To a large extent, this is the high school soap opera material that the CW thrives on. There's no denying that there's constant heightened emotions and salacious cliffhangers. It seems like certain events happen just to fulfill the risque nature of a teen show. While it's material that Archie Comics probably covered over the decades, it's not likely that it was done in a way that not only seemed shocking, but made the franchise relevant to a new generation. This isn't your parents' Riverdale. It's the dark and somewhat nihilistic one of the modern era that is transfused with modern references and a classic sense of mystery.

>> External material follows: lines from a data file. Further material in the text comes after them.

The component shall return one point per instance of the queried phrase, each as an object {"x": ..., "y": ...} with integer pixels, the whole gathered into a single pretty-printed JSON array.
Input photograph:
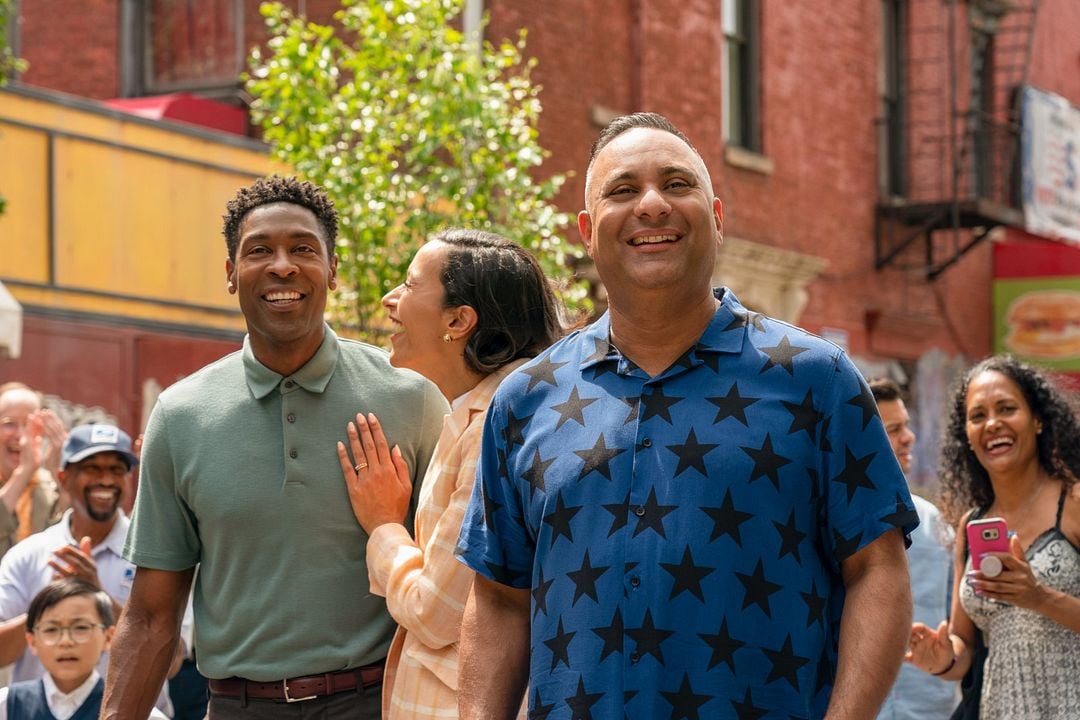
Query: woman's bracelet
[{"x": 949, "y": 667}]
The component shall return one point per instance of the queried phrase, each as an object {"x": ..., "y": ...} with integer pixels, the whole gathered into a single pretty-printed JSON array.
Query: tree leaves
[{"x": 410, "y": 128}]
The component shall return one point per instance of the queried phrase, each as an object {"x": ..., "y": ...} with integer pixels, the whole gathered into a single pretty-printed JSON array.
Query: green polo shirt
[{"x": 240, "y": 475}]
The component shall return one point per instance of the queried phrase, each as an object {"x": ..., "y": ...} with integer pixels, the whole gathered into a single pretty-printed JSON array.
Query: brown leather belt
[{"x": 295, "y": 690}]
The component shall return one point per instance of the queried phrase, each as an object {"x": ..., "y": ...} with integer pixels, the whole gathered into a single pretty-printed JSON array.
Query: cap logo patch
[{"x": 104, "y": 434}]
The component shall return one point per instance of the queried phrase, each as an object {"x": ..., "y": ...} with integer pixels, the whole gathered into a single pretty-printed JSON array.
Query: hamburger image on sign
[{"x": 1044, "y": 324}]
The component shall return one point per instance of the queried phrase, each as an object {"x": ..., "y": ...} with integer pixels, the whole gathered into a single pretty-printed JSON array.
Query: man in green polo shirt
[{"x": 240, "y": 476}]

This comes early on when local band Josie and the Pussycats perform an updated version of "Sugar Sugar." The lyrics are the same, but the orchestration is different. It's been updated with more horns and a hip hop beat. Along with the catchy, teen pop soundtrack, it assures itself that it's a lot of the familiar with a nice and fresh twist. The perspective has changed and the once petty Betty and Veronica stories now hold a deeper resonance into their personal family lives. Gone are the cliche broad strokes that everyone knows them for. Now they are like all teens: a bit promiscuous and vindictive. By the end, someone's house burns down after ties to crime make the family's reputation abhorrent.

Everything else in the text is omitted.